15 Eylül 2009 00:00
BAŞYAZI
0, ünlü Sel gider kum kalır deyimini artık değiştirip, Sel gider ama tartışması kalır demek gerekir. Ama bu değişiklik de yetmez. Selin gidip kumun kaldığı eskindenmiş! Çünkü; sel eskiden, insanların, ülkeyi yönetenlerin marifetleri yüzünden bir doğal felakete dönüşmezdi.
Elbette eskiden de büyük kayıplara yol açan sel felaketleri olurdu; ama bunlar, o günlerin teknolojisi ve imkanları içinde yapılacak bir şey olmadığı için kimsenin ötekini suçlamadığı doğa olayları olarak kalırdı. Bu yüzden şimdi, sel gidince kum kalmıyor tartışması da başlıyor. Çünkü, bir doğal olay olan sel, insanların, belediyelerin, hükümetlerin politikaları yüzünden felakete dönüşünce; sorumlu aranmaya başlanıyor. Ve işin başındakiler; normal zamanlarda, Bakın biz 10 yılda, 7 yılda bizden öncekilerin 70-80 yılda yapamadığını yaptık diye övünenler, iş sel gibi bir felakete gelince, Bunların bizimle ilgisi yok. Bizden öncekiler yapmış bu yanlışları diye işin içinden çıkıyorlar! Ve ister istemez selden sonra da tartışma, Kim sorumlu?, Sel kimin politikalarının sonucu, kimlerin kazancı için bunca can kayboldu? diye yapılmaya başlanıyor.
Ama bundan da fazlası var. Çünkü, Kim suçlu? tartışmasından da öte, selin felakete yol açmasının müsebbipleri, bundan suçluluk duyacaklarına, ar damarı çatlamış bir utanmazlıkla selin yarattığı felaketi bir fırsata dönüştürüp; daha önce gerçekleştirmedikleri rantları elde etmek istiyorlar. Bu da sel tartışmasını, Sel gider rant kavgası başlar noktasına getiriyor. Nitekim Başbakan ve onun İstanbuldaki hınk deyicisi büyükşehir belediye başkanı, bakanlar; daha vatandaş cenazesini kaldırmadan, Bizim buraları yıkmamızı engellediniz. Bakın başınıza ne geldi? Buraların hepsini yıkacağız diyerek felaketi, dere yatağında evi, arsası olan emekçilerin üstüne yıkarak, bu rantı yüksek bölgeleri ele geçireceklerini açıkça ilan ettiler. Bunu, kimi zaman dere ıslah çalışması, kimi zaman kentsel dönüşüm amacını öne sürerek yapacaklardır. Ama gerekçe ne olursa olsun, bugün dün yapamadıklarını, ele geçirmedikleri bölgeleri ele geçirmek asli amaçları olacaktır. Bütün bu eylemlerine de selin yol açtığı büyük can ve mal kaybını dayanak yapacaklardır.

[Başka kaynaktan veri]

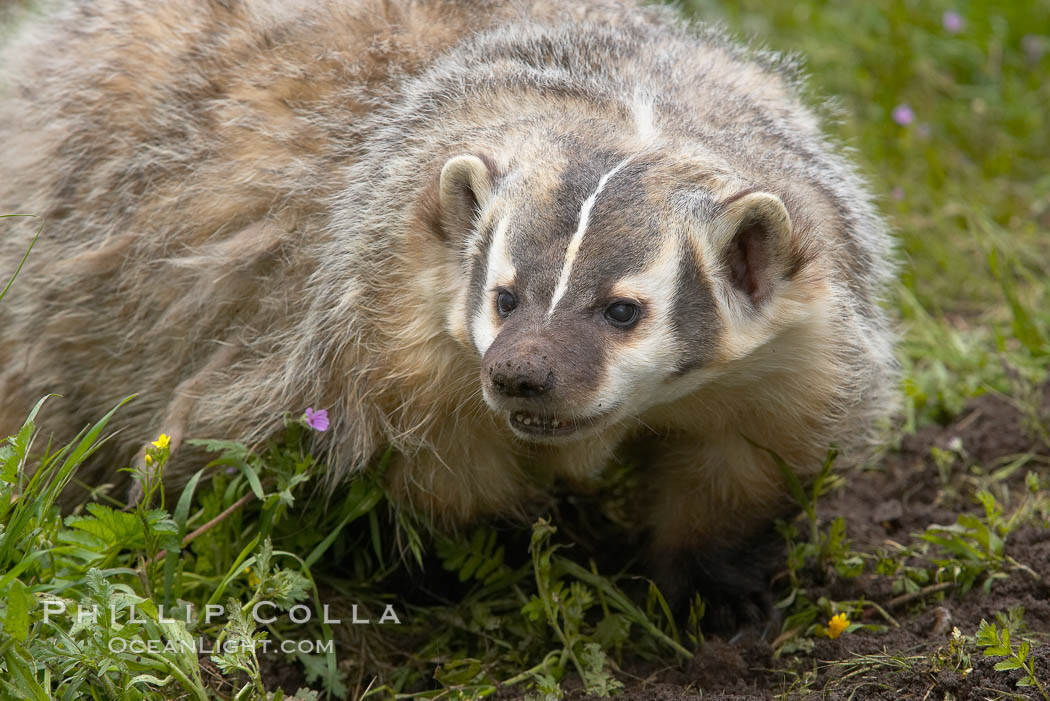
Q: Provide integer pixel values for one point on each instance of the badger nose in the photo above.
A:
(521, 378)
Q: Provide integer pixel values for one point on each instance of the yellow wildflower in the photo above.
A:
(837, 624)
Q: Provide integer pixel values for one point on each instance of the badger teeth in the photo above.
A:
(538, 421)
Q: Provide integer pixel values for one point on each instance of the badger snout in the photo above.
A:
(523, 377)
(543, 381)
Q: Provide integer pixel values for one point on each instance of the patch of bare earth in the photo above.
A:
(905, 495)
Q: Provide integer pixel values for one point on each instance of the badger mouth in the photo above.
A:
(542, 424)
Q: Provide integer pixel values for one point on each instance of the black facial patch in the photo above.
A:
(694, 316)
(620, 239)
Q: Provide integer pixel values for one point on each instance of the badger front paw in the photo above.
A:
(733, 580)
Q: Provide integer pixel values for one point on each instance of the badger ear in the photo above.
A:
(464, 188)
(753, 236)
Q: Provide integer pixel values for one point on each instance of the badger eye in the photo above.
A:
(622, 314)
(505, 302)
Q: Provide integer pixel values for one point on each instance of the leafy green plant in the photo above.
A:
(996, 643)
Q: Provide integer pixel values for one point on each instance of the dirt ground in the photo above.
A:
(904, 496)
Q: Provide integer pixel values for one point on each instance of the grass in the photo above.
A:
(965, 186)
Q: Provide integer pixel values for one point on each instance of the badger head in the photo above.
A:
(601, 287)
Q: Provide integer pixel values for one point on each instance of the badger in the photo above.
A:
(506, 238)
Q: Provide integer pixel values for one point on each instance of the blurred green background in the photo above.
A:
(946, 106)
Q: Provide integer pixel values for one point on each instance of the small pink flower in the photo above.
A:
(952, 22)
(317, 420)
(903, 115)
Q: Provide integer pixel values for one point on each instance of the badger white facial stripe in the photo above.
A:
(578, 237)
(499, 271)
(644, 120)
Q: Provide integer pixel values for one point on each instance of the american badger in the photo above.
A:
(503, 237)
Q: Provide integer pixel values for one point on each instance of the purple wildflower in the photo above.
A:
(952, 21)
(317, 420)
(903, 115)
(1033, 46)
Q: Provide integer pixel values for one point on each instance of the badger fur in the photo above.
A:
(503, 237)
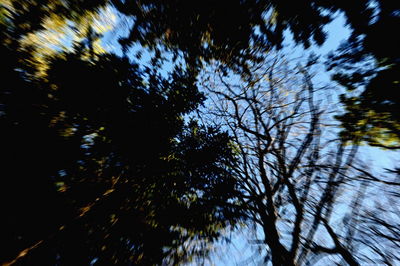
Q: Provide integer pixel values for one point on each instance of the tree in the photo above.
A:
(101, 167)
(296, 177)
(367, 65)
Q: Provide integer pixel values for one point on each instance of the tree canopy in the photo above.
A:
(107, 160)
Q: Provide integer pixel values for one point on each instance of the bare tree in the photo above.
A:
(293, 173)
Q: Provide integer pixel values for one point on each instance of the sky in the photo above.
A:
(239, 252)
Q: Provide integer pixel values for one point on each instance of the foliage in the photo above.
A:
(101, 166)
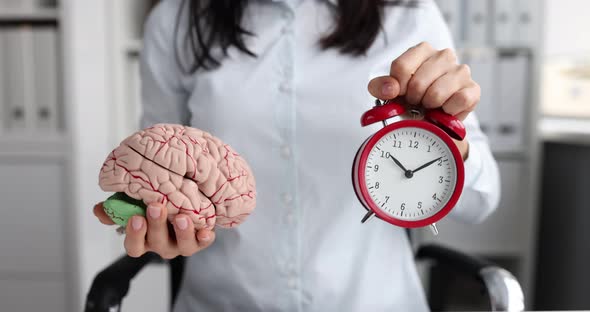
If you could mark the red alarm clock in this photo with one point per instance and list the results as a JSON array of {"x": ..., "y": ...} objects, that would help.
[{"x": 410, "y": 173}]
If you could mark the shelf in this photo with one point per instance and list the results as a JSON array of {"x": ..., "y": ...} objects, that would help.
[
  {"x": 23, "y": 15},
  {"x": 565, "y": 130},
  {"x": 17, "y": 146}
]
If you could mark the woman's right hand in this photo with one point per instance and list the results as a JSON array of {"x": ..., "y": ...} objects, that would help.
[{"x": 153, "y": 234}]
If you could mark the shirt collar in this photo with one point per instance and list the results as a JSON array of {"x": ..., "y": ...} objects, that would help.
[{"x": 334, "y": 2}]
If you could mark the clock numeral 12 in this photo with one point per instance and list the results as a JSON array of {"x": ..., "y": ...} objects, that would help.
[{"x": 413, "y": 144}]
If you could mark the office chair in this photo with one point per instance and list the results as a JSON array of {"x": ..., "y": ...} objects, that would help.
[{"x": 111, "y": 285}]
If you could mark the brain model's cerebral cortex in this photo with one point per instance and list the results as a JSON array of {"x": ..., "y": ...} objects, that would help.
[{"x": 186, "y": 169}]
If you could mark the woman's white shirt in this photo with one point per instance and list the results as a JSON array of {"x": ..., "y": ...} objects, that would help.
[{"x": 293, "y": 113}]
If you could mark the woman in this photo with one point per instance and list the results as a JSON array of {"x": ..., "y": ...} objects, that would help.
[{"x": 283, "y": 82}]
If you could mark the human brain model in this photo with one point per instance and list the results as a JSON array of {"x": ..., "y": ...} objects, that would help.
[{"x": 186, "y": 169}]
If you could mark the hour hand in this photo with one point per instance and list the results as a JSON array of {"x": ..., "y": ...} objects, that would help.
[
  {"x": 408, "y": 173},
  {"x": 398, "y": 163},
  {"x": 426, "y": 165}
]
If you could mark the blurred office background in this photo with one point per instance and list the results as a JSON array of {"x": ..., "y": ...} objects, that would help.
[{"x": 69, "y": 94}]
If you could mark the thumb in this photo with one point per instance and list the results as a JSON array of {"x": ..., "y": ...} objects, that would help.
[{"x": 384, "y": 87}]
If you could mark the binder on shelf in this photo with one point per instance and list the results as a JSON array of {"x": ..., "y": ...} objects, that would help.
[
  {"x": 483, "y": 63},
  {"x": 527, "y": 14},
  {"x": 477, "y": 22},
  {"x": 504, "y": 22},
  {"x": 452, "y": 13},
  {"x": 46, "y": 95},
  {"x": 134, "y": 92},
  {"x": 27, "y": 5},
  {"x": 18, "y": 61},
  {"x": 512, "y": 101}
]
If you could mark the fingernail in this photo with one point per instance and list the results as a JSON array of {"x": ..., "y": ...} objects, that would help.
[
  {"x": 154, "y": 212},
  {"x": 387, "y": 89},
  {"x": 136, "y": 223},
  {"x": 181, "y": 223}
]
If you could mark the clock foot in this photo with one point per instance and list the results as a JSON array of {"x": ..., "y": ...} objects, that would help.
[
  {"x": 368, "y": 216},
  {"x": 434, "y": 229}
]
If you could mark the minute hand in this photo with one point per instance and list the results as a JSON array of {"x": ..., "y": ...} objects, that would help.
[
  {"x": 426, "y": 165},
  {"x": 398, "y": 163}
]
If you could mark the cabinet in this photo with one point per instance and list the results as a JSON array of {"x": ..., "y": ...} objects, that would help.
[
  {"x": 35, "y": 264},
  {"x": 503, "y": 46}
]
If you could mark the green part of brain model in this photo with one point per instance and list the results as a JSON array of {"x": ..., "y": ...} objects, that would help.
[{"x": 120, "y": 207}]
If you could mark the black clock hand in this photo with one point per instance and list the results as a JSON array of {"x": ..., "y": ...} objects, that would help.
[
  {"x": 426, "y": 165},
  {"x": 407, "y": 172}
]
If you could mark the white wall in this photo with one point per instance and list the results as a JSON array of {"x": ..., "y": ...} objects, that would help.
[{"x": 566, "y": 27}]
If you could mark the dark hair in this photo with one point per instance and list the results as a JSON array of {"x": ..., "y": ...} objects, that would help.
[{"x": 219, "y": 22}]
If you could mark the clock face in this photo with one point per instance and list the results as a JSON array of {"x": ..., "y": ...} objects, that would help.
[{"x": 410, "y": 174}]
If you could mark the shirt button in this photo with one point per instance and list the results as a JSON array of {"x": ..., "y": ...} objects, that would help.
[
  {"x": 285, "y": 87},
  {"x": 292, "y": 283},
  {"x": 290, "y": 217},
  {"x": 287, "y": 198},
  {"x": 287, "y": 14},
  {"x": 286, "y": 30},
  {"x": 285, "y": 152}
]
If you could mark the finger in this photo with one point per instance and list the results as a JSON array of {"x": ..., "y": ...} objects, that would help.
[
  {"x": 435, "y": 67},
  {"x": 185, "y": 235},
  {"x": 408, "y": 63},
  {"x": 102, "y": 215},
  {"x": 384, "y": 87},
  {"x": 448, "y": 84},
  {"x": 463, "y": 101},
  {"x": 135, "y": 236},
  {"x": 158, "y": 237},
  {"x": 205, "y": 237}
]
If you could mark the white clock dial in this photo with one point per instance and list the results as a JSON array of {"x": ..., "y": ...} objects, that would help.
[{"x": 410, "y": 174}]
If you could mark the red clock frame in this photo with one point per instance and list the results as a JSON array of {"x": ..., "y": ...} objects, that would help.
[{"x": 360, "y": 161}]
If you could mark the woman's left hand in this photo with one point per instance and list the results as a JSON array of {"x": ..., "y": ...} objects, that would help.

Bunun içindir ki selden geriye kalanlar sadece; Nasıl oldu?, Ne kadar tahribat oldu?, Zararlar nasıl karşılanacak? tartışmasında kalırsa, selin gidip kumun kalmasından daha ileri gidilmiş olmaz.
Asıl önemli olan, olayın sorumluları ve onların politikalarıdır. Ama bundan da önemlisi, bundan sonra bunların bölgeyi yağmalamalarını önlemek için mücadele etmektir.
Teferruatından arındırırsak, şu iki gerçek asla gözden kaçırılmamalıdır:
1-) 15 yıldır İstanbulu yöneten AKP belediyeciliği (buna AK Belediyecilik de diyorlar), selin bir faciaya dönüşmesinin başlıca sorumlusudur. Çünkü selin bastığı bölgelerde de AKP belediyeciliğinin gözü ranttan başka hiçbir şeyi görmemiştir. Selle ortaya çıkan gerçekler bunu açıkça ortaya koymuştur.
2-) Bu durumu istismar ederek, rantı yüksek arazileri, kentsel dönüşüm ya da başka adlar atında ele geçirmeye hazırlanan bu anlayışa karşı, halkın barınma hakkının savunulması; dere yataklarının, yeşil alanların, bataklıkların ve su havzalarının yağmalanmasını önleyen bir uyanıklıkla davranmak, İstanbulun rantçı belediyecilik zihniyetinden kurtulması için mücadele, bugün çok daha önem kazanmıştır.